At the performance I was in attendance for, Matt Rosell went on for Stephen Brower as Dimitry. Rosell does a great job as the young con man who teams up with Vlad Popov, an ex-member of the Imperial Court, to groom a naive girl to become Anastasia in order to receive the reward from the Dowager Empress. In fact, watching Anya and Dimitry's chemistry grow from how they don't get along at first to caring more for each other is quite a delight. Edward Staudenmayer not only proves to be quite a comedic highlight as Vlad, but he is also well-matched by Tari Kelly as the Dowager Empress's lady-in-waiting, Countess Lily Malevsky-Malevitch. While she doesn't appear in the show until Act II, we the audience learn about her near the end of Act I as Vlad expresses his hopes of winning her back. Joy Franz gives a heartfelt performance as Dowager Empress Maria Feodorovna. That character only appears in the beginning of the first act, but does appear more in the second act, even offering up some heartbreaking moments.

Under the direction of Darko Tresnjak, he has Alexander Dodge's neatly designed physical set in the foreground with some impressive projections (courtesy of Aaron Rhyne) in the background. They provide more context to the locations every scene takes place in. Everything else beautifully compliments one another with Donald Holder's lighting, Linda Cho's costumes, and Peggy Hickey's terrific choreography.

I will say that the one quibble I probably have is the new character of Gleb Vaganov, a general for the Bolsheviks who receives orders to kill Anya. He replaces the dangerously evil and power-crazed sorcerer, Rasputin, from the cartoon. While Gleb seems to have potential to be this Javert-like character as he's an official going after the protagonist, yet has all these conflicted emotions, he for some reason just doesn't feel like a big enough threat in the plot. Though with that being said, actor Jason Michael Evans does make the best with what he's given.

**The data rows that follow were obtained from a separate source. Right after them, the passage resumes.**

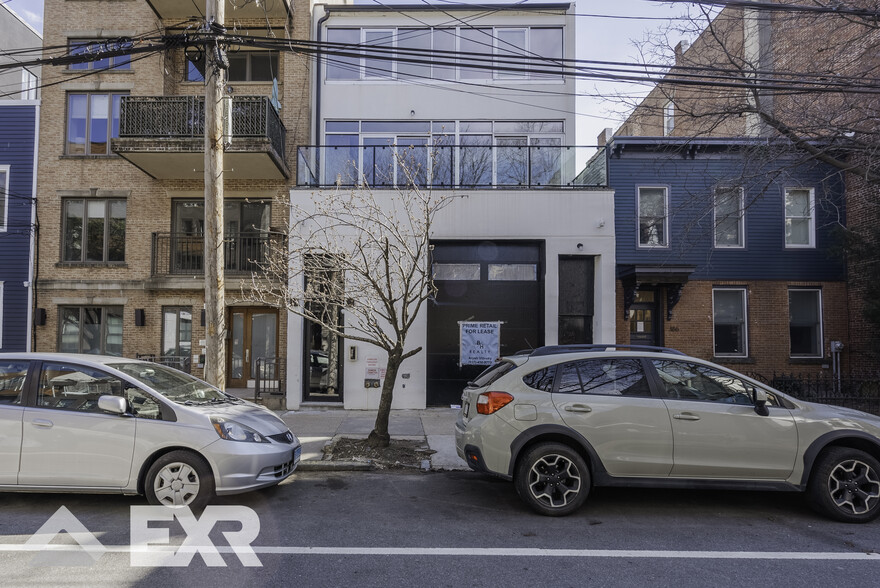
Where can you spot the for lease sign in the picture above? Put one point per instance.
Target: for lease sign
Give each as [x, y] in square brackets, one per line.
[479, 342]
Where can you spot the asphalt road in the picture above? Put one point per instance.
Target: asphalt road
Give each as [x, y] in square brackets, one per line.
[454, 529]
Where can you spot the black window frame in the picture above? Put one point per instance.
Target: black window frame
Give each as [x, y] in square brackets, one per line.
[83, 245]
[106, 310]
[112, 133]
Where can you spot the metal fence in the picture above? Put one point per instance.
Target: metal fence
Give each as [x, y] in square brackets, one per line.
[152, 117]
[270, 377]
[183, 254]
[857, 391]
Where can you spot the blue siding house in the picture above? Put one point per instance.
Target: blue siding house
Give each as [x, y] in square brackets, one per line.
[18, 126]
[728, 249]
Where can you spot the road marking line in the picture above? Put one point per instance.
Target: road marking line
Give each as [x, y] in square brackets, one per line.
[480, 552]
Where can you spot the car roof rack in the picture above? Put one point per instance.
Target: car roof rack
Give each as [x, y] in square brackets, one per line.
[556, 349]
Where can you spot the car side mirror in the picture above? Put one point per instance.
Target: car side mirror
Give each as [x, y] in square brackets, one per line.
[113, 404]
[760, 398]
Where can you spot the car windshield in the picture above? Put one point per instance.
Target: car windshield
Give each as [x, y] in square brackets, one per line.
[172, 384]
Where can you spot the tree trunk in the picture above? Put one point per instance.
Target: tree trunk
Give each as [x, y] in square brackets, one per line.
[379, 436]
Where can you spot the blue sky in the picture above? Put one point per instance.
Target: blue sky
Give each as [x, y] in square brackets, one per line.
[31, 11]
[605, 31]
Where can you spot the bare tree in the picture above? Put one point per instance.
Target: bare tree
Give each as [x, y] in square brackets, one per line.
[808, 77]
[356, 264]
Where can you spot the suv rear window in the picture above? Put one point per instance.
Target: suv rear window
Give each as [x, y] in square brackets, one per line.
[491, 374]
[541, 379]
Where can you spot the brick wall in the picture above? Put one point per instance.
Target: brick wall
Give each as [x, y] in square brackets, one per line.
[691, 329]
[148, 200]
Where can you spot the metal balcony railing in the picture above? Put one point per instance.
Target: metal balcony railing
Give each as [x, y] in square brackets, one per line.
[183, 254]
[451, 166]
[156, 117]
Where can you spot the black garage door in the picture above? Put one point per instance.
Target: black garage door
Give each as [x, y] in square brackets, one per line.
[481, 281]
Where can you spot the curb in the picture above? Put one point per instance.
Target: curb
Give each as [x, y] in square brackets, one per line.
[319, 465]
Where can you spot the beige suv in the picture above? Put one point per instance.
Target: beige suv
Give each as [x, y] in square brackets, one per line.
[561, 419]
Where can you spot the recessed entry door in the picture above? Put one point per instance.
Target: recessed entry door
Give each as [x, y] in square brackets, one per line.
[645, 326]
[481, 281]
[254, 336]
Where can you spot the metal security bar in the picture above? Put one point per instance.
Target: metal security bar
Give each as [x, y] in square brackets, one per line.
[859, 391]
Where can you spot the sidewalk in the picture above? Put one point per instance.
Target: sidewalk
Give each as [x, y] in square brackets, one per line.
[318, 426]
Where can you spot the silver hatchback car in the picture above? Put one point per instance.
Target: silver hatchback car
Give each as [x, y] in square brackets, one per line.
[85, 423]
[560, 420]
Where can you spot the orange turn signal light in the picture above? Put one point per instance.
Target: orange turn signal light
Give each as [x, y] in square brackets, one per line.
[489, 402]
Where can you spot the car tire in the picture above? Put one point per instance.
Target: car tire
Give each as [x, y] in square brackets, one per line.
[553, 479]
[845, 485]
[180, 478]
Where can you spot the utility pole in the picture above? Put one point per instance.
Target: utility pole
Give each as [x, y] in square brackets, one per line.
[215, 298]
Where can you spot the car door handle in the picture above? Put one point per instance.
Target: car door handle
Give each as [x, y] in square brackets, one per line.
[578, 408]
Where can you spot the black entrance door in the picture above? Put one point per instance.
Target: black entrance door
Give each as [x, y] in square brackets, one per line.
[645, 327]
[481, 281]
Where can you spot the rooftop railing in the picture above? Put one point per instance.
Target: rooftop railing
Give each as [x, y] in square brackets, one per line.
[452, 166]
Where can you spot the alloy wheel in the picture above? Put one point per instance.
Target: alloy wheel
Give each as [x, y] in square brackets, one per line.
[854, 486]
[554, 480]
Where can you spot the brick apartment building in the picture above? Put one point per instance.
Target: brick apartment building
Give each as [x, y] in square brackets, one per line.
[793, 47]
[121, 190]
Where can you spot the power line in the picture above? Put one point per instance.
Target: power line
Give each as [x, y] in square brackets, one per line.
[780, 7]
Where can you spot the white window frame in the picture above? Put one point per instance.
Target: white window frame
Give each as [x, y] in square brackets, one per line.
[745, 302]
[820, 334]
[529, 61]
[29, 84]
[741, 225]
[665, 243]
[812, 217]
[500, 49]
[4, 198]
[391, 72]
[668, 118]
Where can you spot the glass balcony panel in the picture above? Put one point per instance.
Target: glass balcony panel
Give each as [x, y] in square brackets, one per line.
[545, 165]
[475, 160]
[512, 163]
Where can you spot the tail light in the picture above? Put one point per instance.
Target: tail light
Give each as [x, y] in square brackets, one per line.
[489, 402]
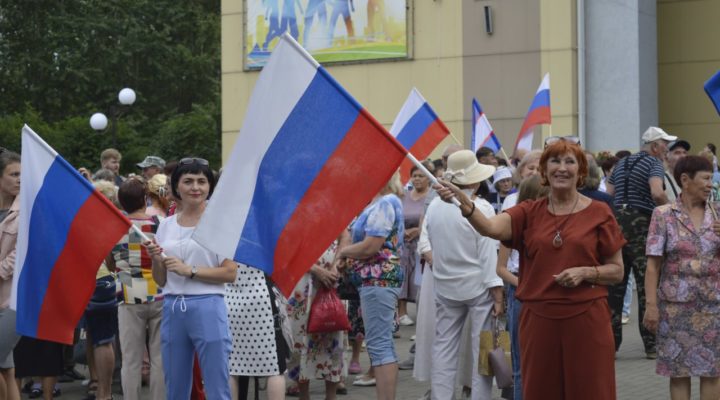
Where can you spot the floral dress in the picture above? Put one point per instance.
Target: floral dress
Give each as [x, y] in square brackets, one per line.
[383, 218]
[688, 336]
[323, 352]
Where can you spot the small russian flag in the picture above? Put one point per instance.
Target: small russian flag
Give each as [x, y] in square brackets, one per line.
[307, 160]
[66, 230]
[712, 88]
[538, 113]
[418, 129]
[483, 134]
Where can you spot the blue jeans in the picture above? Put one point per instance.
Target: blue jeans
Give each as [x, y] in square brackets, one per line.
[627, 301]
[514, 307]
[378, 310]
[195, 324]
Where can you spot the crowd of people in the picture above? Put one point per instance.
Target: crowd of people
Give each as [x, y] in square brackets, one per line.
[547, 240]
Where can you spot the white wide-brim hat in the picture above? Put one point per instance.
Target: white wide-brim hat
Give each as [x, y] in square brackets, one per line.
[464, 169]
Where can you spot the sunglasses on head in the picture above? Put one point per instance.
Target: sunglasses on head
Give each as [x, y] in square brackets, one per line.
[193, 160]
[570, 139]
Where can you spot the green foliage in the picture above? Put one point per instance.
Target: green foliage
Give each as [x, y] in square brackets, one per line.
[62, 61]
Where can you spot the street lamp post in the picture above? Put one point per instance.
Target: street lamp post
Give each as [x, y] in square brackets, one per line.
[99, 121]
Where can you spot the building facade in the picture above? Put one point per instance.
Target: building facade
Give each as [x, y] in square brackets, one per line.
[615, 67]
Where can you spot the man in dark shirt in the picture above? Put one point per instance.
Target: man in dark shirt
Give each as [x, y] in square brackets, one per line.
[637, 184]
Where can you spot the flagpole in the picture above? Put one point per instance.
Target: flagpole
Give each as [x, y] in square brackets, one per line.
[144, 237]
[433, 179]
[502, 149]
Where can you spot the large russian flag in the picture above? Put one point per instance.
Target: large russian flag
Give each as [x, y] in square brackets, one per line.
[712, 88]
[418, 129]
[66, 230]
[307, 160]
[483, 134]
[538, 113]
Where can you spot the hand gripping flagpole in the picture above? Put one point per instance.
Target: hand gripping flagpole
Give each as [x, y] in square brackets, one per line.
[433, 179]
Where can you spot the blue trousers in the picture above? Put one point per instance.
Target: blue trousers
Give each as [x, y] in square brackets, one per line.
[195, 324]
[514, 307]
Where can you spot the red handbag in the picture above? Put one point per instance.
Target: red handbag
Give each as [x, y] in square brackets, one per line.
[327, 313]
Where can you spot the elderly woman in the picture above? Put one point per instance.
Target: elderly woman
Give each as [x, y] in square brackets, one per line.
[9, 212]
[140, 314]
[315, 355]
[413, 207]
[569, 251]
[194, 316]
[684, 310]
[377, 239]
[467, 289]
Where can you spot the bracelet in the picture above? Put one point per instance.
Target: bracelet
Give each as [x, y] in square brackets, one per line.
[597, 275]
[468, 215]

Overall, Anastasia is a great family musical that never once talks down to kids at all. It not only has comic relief that flows naturally from the actors instead of being played for laughs, but also themes that should resonate with audiences of all ages. This show is about finding hope, love, and family. I highly recommend it. This national touring production is currently playing at the Durham Performing Arts Center through April 21st.